Deciding and communicating about a coordinated upgrade vs a freely released patch.

The dev/comms team thinks about how likely a consensus break is when deciding to do a coordinated upgrade vs telling validators to upgrade at their own pace.

The goal in this case was to have a coordinated upgrade to provide confidence that the full validator set had upgraded, since we do not have monitoring tools that provide this information. However, the way we communicated about the coordinated upgrade included the idea that it was safe to apply the upgrade before the halt-height, which caused confusion amongst the validator set and made it hard to tell when we’d passed the ⅔+ threshold.

There are two major thoughts here:

When a patch is only potentially consensus-breaking, the dev/comms team needs to make a decision and be clear about it. In this case, we were unclear about the decision and it caused confusion. Whether the correct decision was a coordinated upgrade or a freely released patch is hard to say, but either option is manageable as long as the communication is clear.
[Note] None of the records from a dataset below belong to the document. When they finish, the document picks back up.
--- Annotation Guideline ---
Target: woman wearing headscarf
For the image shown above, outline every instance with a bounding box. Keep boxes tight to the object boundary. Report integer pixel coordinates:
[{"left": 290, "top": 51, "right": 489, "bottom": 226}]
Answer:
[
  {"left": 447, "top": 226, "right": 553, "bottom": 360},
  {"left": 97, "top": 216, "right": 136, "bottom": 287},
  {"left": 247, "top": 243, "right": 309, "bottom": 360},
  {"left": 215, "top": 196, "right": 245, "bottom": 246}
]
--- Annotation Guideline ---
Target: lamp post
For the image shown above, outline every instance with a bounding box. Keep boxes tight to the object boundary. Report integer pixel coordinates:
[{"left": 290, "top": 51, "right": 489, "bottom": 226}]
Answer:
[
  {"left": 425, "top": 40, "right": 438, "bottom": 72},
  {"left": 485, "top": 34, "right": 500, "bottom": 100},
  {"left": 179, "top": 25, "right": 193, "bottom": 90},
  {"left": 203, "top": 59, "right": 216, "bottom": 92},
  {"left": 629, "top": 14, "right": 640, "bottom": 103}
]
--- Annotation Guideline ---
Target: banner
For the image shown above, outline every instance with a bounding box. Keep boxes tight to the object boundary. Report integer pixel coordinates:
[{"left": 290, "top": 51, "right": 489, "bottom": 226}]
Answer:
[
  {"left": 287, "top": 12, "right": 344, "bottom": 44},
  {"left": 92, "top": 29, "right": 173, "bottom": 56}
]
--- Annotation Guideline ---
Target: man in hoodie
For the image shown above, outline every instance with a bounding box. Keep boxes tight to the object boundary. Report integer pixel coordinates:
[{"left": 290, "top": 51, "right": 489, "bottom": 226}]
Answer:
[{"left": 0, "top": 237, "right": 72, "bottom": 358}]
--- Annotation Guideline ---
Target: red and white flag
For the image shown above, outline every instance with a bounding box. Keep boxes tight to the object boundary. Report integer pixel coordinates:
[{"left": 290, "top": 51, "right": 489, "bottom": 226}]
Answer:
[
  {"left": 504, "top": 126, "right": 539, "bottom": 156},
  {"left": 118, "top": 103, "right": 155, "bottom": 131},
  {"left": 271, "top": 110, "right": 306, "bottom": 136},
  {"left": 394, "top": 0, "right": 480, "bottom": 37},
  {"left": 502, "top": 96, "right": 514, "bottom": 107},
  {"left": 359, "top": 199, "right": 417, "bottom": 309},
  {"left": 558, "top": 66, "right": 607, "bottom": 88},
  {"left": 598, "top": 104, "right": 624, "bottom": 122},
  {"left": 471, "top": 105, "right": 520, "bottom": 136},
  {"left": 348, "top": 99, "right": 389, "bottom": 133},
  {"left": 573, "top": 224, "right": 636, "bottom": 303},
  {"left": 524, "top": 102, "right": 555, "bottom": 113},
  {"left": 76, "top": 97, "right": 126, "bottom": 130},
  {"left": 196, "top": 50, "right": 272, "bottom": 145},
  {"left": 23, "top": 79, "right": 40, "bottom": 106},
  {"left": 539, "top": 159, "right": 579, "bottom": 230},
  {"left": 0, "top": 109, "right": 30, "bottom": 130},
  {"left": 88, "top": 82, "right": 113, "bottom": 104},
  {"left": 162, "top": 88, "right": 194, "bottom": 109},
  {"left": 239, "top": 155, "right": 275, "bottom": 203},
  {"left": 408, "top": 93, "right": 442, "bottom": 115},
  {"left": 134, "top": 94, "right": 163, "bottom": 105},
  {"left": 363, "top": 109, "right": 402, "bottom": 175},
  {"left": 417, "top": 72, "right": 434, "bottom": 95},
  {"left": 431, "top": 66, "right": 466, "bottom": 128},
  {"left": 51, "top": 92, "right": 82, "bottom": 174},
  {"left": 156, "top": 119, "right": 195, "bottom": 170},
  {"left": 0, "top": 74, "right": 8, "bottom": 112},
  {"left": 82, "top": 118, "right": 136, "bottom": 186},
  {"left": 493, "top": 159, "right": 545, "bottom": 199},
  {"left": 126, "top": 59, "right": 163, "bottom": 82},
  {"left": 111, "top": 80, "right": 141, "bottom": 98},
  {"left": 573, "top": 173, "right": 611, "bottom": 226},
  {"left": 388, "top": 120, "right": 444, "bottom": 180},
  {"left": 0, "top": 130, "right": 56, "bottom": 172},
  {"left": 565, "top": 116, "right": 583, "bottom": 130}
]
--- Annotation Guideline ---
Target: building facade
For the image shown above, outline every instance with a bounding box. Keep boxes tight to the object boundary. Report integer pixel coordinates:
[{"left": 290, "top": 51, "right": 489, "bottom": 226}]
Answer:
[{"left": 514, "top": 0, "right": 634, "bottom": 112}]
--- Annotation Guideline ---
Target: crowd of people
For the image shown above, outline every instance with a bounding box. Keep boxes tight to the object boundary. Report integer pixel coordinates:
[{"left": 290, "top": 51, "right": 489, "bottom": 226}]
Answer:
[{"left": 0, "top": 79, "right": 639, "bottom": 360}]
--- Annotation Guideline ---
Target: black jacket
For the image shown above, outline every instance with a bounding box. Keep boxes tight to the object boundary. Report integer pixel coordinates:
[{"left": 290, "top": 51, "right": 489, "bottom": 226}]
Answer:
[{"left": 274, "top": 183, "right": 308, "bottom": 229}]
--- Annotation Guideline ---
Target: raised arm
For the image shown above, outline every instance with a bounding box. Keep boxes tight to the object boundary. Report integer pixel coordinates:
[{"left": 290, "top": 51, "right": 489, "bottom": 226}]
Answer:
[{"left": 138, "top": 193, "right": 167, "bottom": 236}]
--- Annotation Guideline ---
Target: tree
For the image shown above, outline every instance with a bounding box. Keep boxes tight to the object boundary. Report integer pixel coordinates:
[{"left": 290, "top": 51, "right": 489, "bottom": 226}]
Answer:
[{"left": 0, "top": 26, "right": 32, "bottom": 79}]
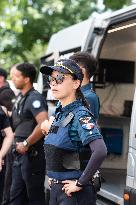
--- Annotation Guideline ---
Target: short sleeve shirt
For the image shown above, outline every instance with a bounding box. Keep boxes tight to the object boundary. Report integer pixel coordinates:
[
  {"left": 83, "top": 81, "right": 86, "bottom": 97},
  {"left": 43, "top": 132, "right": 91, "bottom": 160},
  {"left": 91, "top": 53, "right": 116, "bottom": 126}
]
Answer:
[
  {"left": 13, "top": 88, "right": 48, "bottom": 137},
  {"left": 55, "top": 100, "right": 102, "bottom": 147},
  {"left": 22, "top": 90, "right": 48, "bottom": 118}
]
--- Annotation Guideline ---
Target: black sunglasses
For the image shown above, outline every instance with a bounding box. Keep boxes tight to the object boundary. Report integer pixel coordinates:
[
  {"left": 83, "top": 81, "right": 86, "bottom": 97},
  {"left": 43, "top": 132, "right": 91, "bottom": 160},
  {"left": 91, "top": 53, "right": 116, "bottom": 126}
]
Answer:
[{"left": 48, "top": 74, "right": 66, "bottom": 85}]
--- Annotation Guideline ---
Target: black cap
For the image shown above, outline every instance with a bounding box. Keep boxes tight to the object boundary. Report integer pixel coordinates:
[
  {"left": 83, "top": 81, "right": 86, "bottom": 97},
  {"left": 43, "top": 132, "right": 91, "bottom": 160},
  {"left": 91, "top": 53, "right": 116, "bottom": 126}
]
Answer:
[
  {"left": 40, "top": 59, "right": 83, "bottom": 81},
  {"left": 0, "top": 68, "right": 8, "bottom": 79}
]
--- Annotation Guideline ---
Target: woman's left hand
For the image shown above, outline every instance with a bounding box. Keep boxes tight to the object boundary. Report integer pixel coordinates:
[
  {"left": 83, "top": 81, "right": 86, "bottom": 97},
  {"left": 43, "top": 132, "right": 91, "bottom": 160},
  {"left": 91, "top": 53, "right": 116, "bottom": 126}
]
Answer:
[{"left": 62, "top": 180, "right": 82, "bottom": 197}]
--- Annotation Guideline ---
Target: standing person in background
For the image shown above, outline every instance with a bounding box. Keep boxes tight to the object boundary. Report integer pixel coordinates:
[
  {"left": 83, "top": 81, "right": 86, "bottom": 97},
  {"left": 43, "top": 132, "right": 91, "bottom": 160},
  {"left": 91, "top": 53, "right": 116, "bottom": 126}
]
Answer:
[
  {"left": 10, "top": 63, "right": 48, "bottom": 205},
  {"left": 0, "top": 68, "right": 15, "bottom": 113},
  {"left": 0, "top": 68, "right": 15, "bottom": 205},
  {"left": 70, "top": 52, "right": 100, "bottom": 121},
  {"left": 0, "top": 106, "right": 14, "bottom": 205},
  {"left": 40, "top": 59, "right": 107, "bottom": 205}
]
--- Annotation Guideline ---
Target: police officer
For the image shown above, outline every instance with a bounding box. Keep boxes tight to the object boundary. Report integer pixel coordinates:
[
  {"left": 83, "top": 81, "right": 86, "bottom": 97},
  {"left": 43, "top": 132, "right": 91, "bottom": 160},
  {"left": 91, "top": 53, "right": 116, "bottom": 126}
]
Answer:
[
  {"left": 70, "top": 52, "right": 100, "bottom": 121},
  {"left": 40, "top": 59, "right": 107, "bottom": 205},
  {"left": 10, "top": 63, "right": 48, "bottom": 205},
  {"left": 0, "top": 106, "right": 14, "bottom": 204}
]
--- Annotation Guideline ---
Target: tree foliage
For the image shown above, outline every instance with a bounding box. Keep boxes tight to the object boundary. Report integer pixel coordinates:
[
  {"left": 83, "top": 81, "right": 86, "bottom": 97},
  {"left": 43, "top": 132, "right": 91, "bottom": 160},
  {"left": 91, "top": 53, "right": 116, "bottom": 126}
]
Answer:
[
  {"left": 104, "top": 0, "right": 131, "bottom": 10},
  {"left": 0, "top": 0, "right": 132, "bottom": 71}
]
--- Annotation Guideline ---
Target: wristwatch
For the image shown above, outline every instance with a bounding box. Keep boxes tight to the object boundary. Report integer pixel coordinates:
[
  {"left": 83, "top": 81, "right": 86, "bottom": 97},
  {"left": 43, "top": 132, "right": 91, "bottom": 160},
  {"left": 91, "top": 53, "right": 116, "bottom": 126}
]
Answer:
[
  {"left": 23, "top": 140, "right": 30, "bottom": 147},
  {"left": 75, "top": 180, "right": 84, "bottom": 187}
]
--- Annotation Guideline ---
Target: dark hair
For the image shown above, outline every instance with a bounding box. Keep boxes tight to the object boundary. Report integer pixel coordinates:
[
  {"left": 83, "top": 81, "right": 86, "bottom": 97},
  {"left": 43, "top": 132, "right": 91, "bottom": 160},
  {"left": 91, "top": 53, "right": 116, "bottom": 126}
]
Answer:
[
  {"left": 71, "top": 74, "right": 90, "bottom": 109},
  {"left": 76, "top": 87, "right": 90, "bottom": 109},
  {"left": 70, "top": 52, "right": 97, "bottom": 79},
  {"left": 16, "top": 63, "right": 36, "bottom": 83},
  {"left": 0, "top": 68, "right": 8, "bottom": 79}
]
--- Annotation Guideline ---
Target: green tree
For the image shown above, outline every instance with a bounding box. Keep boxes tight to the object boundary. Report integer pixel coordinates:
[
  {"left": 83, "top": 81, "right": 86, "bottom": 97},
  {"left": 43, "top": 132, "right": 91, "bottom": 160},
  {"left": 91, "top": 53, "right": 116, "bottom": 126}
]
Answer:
[
  {"left": 0, "top": 0, "right": 132, "bottom": 71},
  {"left": 104, "top": 0, "right": 131, "bottom": 10}
]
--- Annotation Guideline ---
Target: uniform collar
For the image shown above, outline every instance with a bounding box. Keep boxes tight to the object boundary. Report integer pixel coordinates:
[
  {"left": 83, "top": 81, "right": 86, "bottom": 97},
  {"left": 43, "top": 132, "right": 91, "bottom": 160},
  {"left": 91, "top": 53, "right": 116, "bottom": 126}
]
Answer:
[
  {"left": 81, "top": 83, "right": 92, "bottom": 92},
  {"left": 55, "top": 99, "right": 82, "bottom": 115},
  {"left": 22, "top": 87, "right": 34, "bottom": 97}
]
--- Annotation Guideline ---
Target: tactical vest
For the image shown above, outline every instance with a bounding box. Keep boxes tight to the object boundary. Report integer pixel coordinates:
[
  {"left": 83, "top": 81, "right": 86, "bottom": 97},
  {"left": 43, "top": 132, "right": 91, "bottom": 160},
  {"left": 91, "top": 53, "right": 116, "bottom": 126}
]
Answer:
[
  {"left": 12, "top": 88, "right": 37, "bottom": 138},
  {"left": 44, "top": 106, "right": 93, "bottom": 180}
]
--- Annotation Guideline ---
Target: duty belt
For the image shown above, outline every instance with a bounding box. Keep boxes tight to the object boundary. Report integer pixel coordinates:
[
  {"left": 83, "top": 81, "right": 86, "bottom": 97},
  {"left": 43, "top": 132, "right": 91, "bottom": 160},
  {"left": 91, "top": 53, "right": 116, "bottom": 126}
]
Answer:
[
  {"left": 49, "top": 178, "right": 64, "bottom": 184},
  {"left": 48, "top": 178, "right": 77, "bottom": 187},
  {"left": 48, "top": 170, "right": 101, "bottom": 191}
]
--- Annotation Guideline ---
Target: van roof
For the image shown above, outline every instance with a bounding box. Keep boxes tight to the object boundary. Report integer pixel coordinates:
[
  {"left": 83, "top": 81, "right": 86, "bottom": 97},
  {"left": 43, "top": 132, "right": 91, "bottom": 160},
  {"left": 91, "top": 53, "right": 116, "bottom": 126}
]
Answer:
[
  {"left": 46, "top": 17, "right": 93, "bottom": 55},
  {"left": 45, "top": 4, "right": 136, "bottom": 57}
]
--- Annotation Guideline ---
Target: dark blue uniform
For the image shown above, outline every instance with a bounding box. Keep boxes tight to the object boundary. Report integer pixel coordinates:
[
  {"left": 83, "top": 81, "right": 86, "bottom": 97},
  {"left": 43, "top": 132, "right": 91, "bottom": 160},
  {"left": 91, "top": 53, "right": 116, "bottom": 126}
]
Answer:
[
  {"left": 81, "top": 83, "right": 100, "bottom": 120},
  {"left": 10, "top": 88, "right": 47, "bottom": 205},
  {"left": 0, "top": 106, "right": 10, "bottom": 204},
  {"left": 44, "top": 100, "right": 102, "bottom": 205}
]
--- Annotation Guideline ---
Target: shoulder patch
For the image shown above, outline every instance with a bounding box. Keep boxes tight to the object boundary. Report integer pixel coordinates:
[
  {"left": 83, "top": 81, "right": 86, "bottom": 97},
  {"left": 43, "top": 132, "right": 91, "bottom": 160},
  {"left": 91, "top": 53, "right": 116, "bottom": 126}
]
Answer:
[
  {"left": 32, "top": 100, "right": 41, "bottom": 108},
  {"left": 79, "top": 116, "right": 94, "bottom": 130}
]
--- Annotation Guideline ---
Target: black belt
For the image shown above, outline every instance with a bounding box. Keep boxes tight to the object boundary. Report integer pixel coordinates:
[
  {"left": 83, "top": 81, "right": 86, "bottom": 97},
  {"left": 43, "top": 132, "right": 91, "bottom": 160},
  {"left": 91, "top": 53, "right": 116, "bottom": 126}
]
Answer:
[
  {"left": 49, "top": 178, "right": 63, "bottom": 184},
  {"left": 48, "top": 178, "right": 77, "bottom": 186},
  {"left": 48, "top": 177, "right": 94, "bottom": 186}
]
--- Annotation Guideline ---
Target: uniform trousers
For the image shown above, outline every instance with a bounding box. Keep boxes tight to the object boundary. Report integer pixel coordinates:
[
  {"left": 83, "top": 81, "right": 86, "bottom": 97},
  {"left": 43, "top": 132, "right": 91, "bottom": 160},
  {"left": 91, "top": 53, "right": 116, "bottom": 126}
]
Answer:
[
  {"left": 2, "top": 149, "right": 14, "bottom": 205},
  {"left": 9, "top": 147, "right": 45, "bottom": 205},
  {"left": 0, "top": 164, "right": 5, "bottom": 205},
  {"left": 49, "top": 183, "right": 96, "bottom": 205}
]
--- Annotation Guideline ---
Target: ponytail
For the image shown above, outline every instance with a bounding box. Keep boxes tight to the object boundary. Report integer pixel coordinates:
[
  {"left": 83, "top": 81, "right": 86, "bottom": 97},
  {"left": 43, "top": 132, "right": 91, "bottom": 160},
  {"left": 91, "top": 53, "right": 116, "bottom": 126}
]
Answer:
[
  {"left": 72, "top": 73, "right": 90, "bottom": 109},
  {"left": 76, "top": 87, "right": 90, "bottom": 109}
]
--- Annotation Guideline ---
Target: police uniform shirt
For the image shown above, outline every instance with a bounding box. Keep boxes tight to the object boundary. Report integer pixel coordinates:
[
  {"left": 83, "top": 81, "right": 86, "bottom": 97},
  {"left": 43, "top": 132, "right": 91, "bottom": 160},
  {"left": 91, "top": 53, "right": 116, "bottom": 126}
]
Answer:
[
  {"left": 55, "top": 99, "right": 102, "bottom": 147},
  {"left": 22, "top": 90, "right": 47, "bottom": 117},
  {"left": 81, "top": 83, "right": 100, "bottom": 120},
  {"left": 13, "top": 88, "right": 48, "bottom": 137}
]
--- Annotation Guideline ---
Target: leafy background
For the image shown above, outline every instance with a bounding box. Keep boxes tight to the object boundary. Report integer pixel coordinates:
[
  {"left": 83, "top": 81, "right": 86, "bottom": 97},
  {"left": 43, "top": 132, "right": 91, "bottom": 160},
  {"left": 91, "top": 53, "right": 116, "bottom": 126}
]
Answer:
[{"left": 0, "top": 0, "right": 132, "bottom": 72}]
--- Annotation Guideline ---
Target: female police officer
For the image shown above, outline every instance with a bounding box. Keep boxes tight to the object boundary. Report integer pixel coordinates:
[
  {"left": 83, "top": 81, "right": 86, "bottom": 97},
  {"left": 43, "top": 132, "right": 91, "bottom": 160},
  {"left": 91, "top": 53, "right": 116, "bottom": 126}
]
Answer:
[{"left": 40, "top": 59, "right": 107, "bottom": 205}]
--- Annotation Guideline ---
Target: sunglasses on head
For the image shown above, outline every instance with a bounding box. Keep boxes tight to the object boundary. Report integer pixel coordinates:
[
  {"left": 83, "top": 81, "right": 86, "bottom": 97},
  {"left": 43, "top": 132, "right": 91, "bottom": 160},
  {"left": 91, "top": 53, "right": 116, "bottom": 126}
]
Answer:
[{"left": 48, "top": 74, "right": 66, "bottom": 85}]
The dev/comms team needs a way to confirm that ⅔+ of the validator set has upgraded and the chain is no longer vulnerable to a chain halt. Several options have been suggested:

  • Thorchain uses a particular upgrade tx that can be tracked on chain
  • Polkadot uses a protocol called JAM that lets the chain upgrade without halting.
  • Use a coordinated upgrade and trust that Hub validators perform very well during upgrades.
  • Manually ask validators if they have upgraded after a freely released patch (this is what we’re currently doing – hi, you’ve probably received a DM from me)
  • Use the Google Sheet/Form to have all validators confirm their upgrade after a freely released patch (we did this for only ⅓ of the set this time)

The most immediate option is to use the Google Form for the entire set when we have a freely released patch.

Final thoughts

:+1: High severity issue in production was mitigated and then resolved with no chain halt. Coordination amongst the first ⅓+ of the validator set was quick and effective compared to past emergencies.

:-1: Confusion around how the full validator set should apply the patch. Still lacking a secure communication channel with any subset of the validator set.

:handshake: Much appreciation to Amulet for their guidance and advice throughout this issue.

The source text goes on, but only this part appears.